I believe that our free speech comes with responsibility for deep listening. Otherwise, it’s just grandstanding. And I happen to think that kind of speech is best served chilled.

My education is probably biased in a different way. But if free speech comes without the other stuff—without humility, empathy, and curiosity (and in our national case, without appreciation of intergenerational trauma) and without all of the things that make us such a unique community—I'm less sure it's worth celebrating after all.

This morning, I happened across Frederick Douglass's speech, "What to the Slave is the Fourth of July?" Written nearly 200 years ago, it's a poignant reminder of who has the rights we so cherish, and how far we still have to go. May it not be too late to make sure that other folks are free.

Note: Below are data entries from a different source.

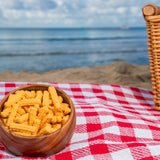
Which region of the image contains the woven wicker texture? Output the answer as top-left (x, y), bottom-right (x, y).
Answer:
top-left (142, 4), bottom-right (160, 110)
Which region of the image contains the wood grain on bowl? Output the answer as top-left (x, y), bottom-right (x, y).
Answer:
top-left (0, 84), bottom-right (76, 157)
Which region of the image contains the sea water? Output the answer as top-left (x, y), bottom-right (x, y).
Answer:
top-left (0, 28), bottom-right (149, 72)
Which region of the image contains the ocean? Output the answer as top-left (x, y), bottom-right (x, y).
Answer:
top-left (0, 28), bottom-right (149, 73)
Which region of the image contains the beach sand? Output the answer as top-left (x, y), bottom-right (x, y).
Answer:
top-left (0, 61), bottom-right (152, 90)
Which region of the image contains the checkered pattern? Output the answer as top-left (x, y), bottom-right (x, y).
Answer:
top-left (0, 82), bottom-right (160, 160)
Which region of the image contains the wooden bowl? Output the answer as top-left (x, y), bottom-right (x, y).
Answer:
top-left (0, 84), bottom-right (76, 157)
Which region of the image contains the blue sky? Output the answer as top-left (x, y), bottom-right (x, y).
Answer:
top-left (0, 0), bottom-right (160, 27)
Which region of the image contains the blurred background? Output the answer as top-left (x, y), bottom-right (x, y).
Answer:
top-left (0, 0), bottom-right (160, 73)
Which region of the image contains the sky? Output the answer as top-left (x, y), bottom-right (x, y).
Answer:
top-left (0, 0), bottom-right (160, 28)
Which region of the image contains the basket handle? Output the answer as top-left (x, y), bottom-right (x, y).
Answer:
top-left (142, 3), bottom-right (160, 19)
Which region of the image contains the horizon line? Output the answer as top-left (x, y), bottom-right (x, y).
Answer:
top-left (0, 26), bottom-right (146, 29)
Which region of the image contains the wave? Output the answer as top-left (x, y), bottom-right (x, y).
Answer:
top-left (0, 48), bottom-right (148, 57)
top-left (0, 36), bottom-right (146, 41)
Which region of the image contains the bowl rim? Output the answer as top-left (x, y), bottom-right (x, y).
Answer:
top-left (0, 84), bottom-right (75, 140)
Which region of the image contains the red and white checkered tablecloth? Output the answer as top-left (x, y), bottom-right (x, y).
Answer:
top-left (0, 82), bottom-right (160, 160)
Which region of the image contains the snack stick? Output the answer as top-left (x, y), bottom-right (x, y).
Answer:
top-left (63, 107), bottom-right (71, 115)
top-left (49, 99), bottom-right (53, 105)
top-left (36, 91), bottom-right (43, 102)
top-left (1, 106), bottom-right (12, 118)
top-left (33, 119), bottom-right (41, 136)
top-left (40, 114), bottom-right (53, 128)
top-left (37, 125), bottom-right (53, 136)
top-left (5, 92), bottom-right (24, 107)
top-left (52, 123), bottom-right (62, 132)
top-left (9, 123), bottom-right (36, 133)
top-left (12, 131), bottom-right (32, 136)
top-left (42, 91), bottom-right (49, 106)
top-left (38, 106), bottom-right (49, 120)
top-left (25, 91), bottom-right (36, 99)
top-left (17, 106), bottom-right (26, 115)
top-left (16, 112), bottom-right (21, 117)
top-left (29, 107), bottom-right (37, 126)
top-left (19, 99), bottom-right (41, 106)
top-left (51, 116), bottom-right (62, 124)
top-left (58, 96), bottom-right (63, 103)
top-left (23, 106), bottom-right (29, 113)
top-left (34, 104), bottom-right (39, 111)
top-left (3, 118), bottom-right (7, 125)
top-left (61, 103), bottom-right (71, 115)
top-left (54, 112), bottom-right (64, 117)
top-left (7, 103), bottom-right (19, 126)
top-left (14, 113), bottom-right (28, 123)
top-left (62, 115), bottom-right (69, 125)
top-left (22, 121), bottom-right (28, 125)
top-left (48, 109), bottom-right (53, 116)
top-left (48, 86), bottom-right (61, 111)
top-left (61, 103), bottom-right (69, 108)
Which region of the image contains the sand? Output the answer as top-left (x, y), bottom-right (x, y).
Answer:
top-left (0, 61), bottom-right (152, 90)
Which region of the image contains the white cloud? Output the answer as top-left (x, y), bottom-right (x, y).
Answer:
top-left (0, 0), bottom-right (151, 27)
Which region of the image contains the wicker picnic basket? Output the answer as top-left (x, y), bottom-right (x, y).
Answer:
top-left (142, 3), bottom-right (160, 110)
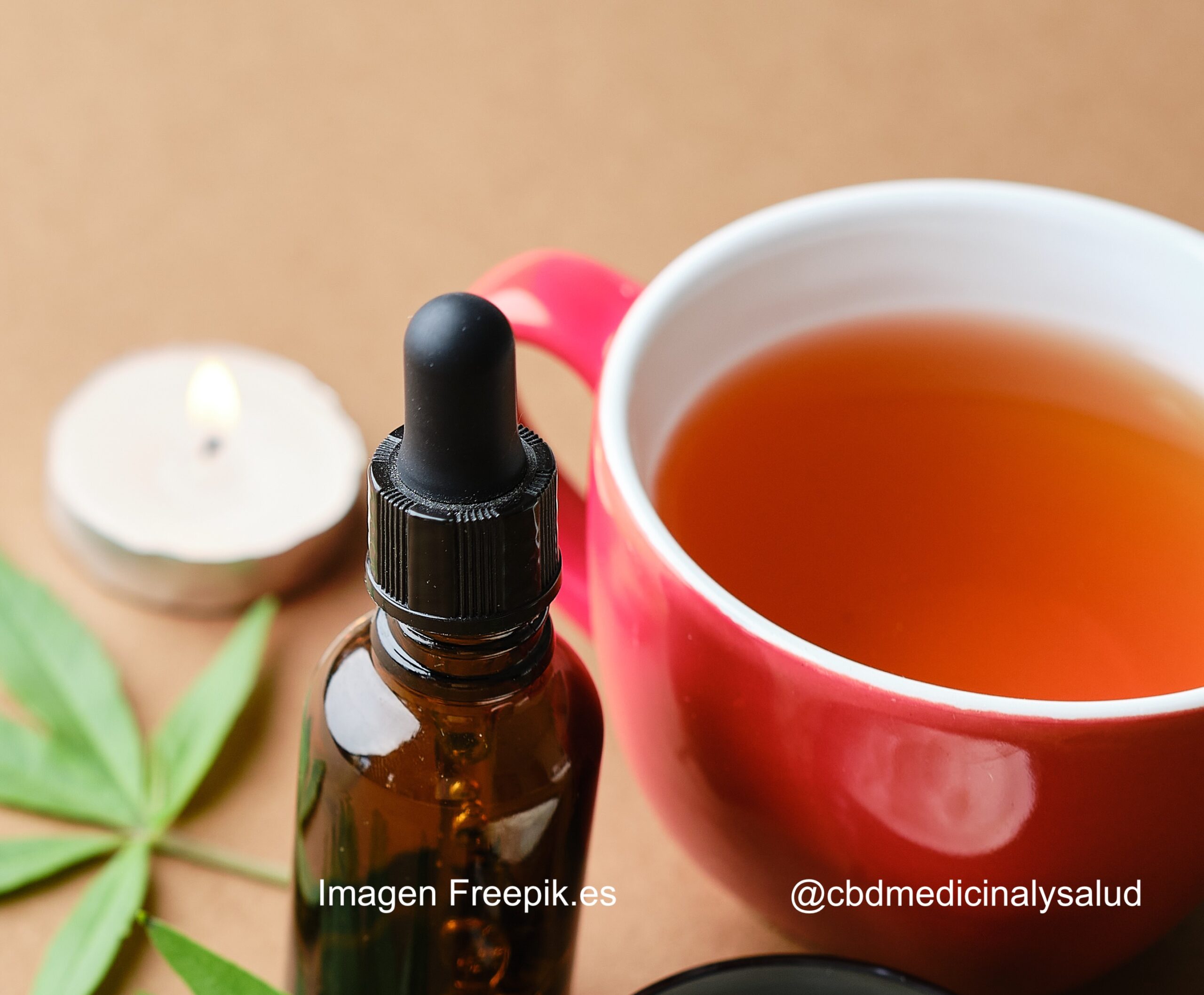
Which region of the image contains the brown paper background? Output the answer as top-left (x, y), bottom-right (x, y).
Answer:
top-left (0, 0), bottom-right (1204, 995)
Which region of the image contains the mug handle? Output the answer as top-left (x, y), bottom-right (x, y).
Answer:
top-left (469, 249), bottom-right (642, 632)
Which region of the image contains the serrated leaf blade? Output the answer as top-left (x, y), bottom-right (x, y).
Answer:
top-left (0, 832), bottom-right (122, 895)
top-left (0, 555), bottom-right (143, 808)
top-left (142, 918), bottom-right (284, 995)
top-left (150, 597), bottom-right (278, 828)
top-left (32, 843), bottom-right (150, 995)
top-left (0, 716), bottom-right (137, 828)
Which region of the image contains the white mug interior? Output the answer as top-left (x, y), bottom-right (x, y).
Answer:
top-left (597, 180), bottom-right (1204, 718)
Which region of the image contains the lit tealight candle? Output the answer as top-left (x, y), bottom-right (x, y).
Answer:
top-left (47, 344), bottom-right (366, 612)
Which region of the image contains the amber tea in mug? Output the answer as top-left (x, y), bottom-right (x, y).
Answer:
top-left (654, 317), bottom-right (1204, 700)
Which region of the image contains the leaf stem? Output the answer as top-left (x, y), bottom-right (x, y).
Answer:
top-left (154, 831), bottom-right (293, 888)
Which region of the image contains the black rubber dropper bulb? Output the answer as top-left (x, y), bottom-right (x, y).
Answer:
top-left (367, 294), bottom-right (560, 636)
top-left (397, 294), bottom-right (527, 503)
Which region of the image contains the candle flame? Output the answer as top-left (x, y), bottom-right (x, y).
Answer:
top-left (184, 357), bottom-right (242, 449)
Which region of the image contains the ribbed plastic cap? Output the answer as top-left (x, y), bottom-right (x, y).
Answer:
top-left (367, 294), bottom-right (560, 636)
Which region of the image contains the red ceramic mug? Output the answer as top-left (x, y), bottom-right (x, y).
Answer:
top-left (473, 181), bottom-right (1204, 995)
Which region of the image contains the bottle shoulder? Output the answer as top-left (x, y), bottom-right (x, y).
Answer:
top-left (307, 605), bottom-right (602, 807)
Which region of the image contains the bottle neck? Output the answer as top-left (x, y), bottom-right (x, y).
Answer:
top-left (372, 608), bottom-right (553, 700)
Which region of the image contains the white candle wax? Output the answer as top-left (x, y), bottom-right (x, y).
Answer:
top-left (47, 343), bottom-right (366, 611)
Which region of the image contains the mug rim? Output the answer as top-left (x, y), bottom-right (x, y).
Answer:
top-left (596, 180), bottom-right (1204, 720)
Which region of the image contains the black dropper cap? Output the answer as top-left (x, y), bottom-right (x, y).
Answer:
top-left (367, 294), bottom-right (560, 636)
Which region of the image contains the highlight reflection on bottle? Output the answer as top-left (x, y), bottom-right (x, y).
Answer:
top-left (294, 294), bottom-right (602, 995)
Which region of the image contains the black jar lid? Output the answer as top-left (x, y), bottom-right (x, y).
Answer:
top-left (636, 954), bottom-right (949, 995)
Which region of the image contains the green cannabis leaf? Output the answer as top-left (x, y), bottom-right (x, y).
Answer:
top-left (0, 832), bottom-right (122, 895)
top-left (150, 600), bottom-right (276, 828)
top-left (0, 555), bottom-right (288, 995)
top-left (32, 843), bottom-right (150, 995)
top-left (138, 913), bottom-right (284, 995)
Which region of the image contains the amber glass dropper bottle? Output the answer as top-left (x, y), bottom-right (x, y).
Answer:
top-left (293, 294), bottom-right (602, 995)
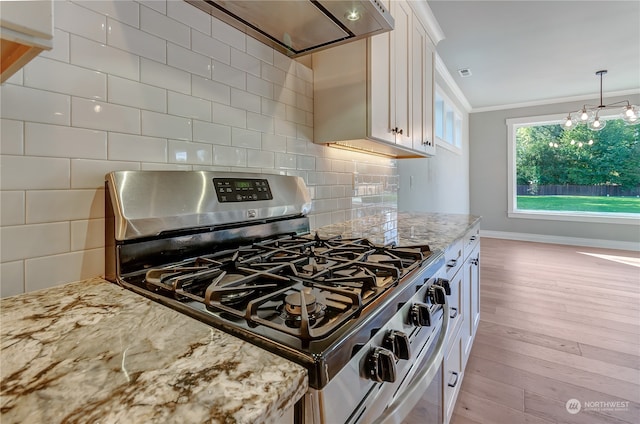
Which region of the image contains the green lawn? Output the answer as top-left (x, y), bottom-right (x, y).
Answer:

I was originally going to post this dish right around the time the protests started in the wake of George Floyd's murder, but then decided that as a white woman, I didn't need to take up more space and talk about my experience of protests. This dish is a dish of colonization, a dish that the British brought to Egypt, since neither rice nor pasta is native to those places, but that Egyptians made their own (and is now the national dish). My daughter learned about it during remote schooling this year, when she learned about a few non-Western cultures, and asked that we make it. As we ate it, she talked about Islamic traditions of charity, and recounted a story about children who took up a collection for their bus driver. I love all of its layers, and the colors, and the ways that the flavors blend together, just as I love the empathy, the curiosity, and humility my daughter brings to her education.

Koshari

Spice mix:
1 T. cumin
1 t. paprika
1/2 t. nutmeg
1/2 T. coriander
1 t. lal mirch (or a sprinkle of cayenne)
1 t. black pepper

Tomato sauce:
14.5 oz can fire roasted diced tomatoes or 4-5 blanched tomatoes
2 T. olive oil
1 med onion, chopped
1 t. garlic, crushed
1/2 t. salt
1 cinnamon stick
2 bay leaves
1 T. vinegar
1 t. lal mirch (or a sprinkle of crushed red pepper)
3-4 T. water

Rice:
3 T. olive oil
1/2 c. basmati rice
2 c. water
1 t. salt

1 1/2 c. black beluga lentils, soaked and boiled until done
1 c. boiled elbow macaroni
15 oz. can chickpeas, rinsed and drained
1/2 onion, sliced thinly and fried in a bit of oil (see below)

In a small bowl, mix cumin, paprika, nutmeg, coriander, red chili powder, black pepper; blend well and set aside.

Add tomatoes to a cuisinart or blender; puree and set aside.

In a medium saucepan, heat oil over medium heat; add onion and sauté until translucent. Add garlic and mix well. Now add 2 T. of prepared spice mix, salt, cinnamon stick, and bay leaves and mix well. Add tomato puree; mix well and cook for 4-5 minutes. Add vinegar and crushed red chili; mix well. Add water and mix, cover and cook on low flame for 10-15 minutes and set aside.

In a medium-large pot, heat oil over medium heat; add rice, mix well and cook for 5 minutes. Add remaining spice mix and mix well. Add water and salt, mix well, and bring it to boil over medium heat. Cook until water is reduced, about 10 minutes. Reduce heat to low, cover and steam cook for 5-6 minutes. Set aside.

In yet another small saucepan, add the oil and heat over medium high heat. Add the sliced onion, stir and fry until crispy.

In a serving plate, layer the cooked rice, then boiled black lentils, macaroni, chickpeas, prepared tomato sauce, fried onion and serve.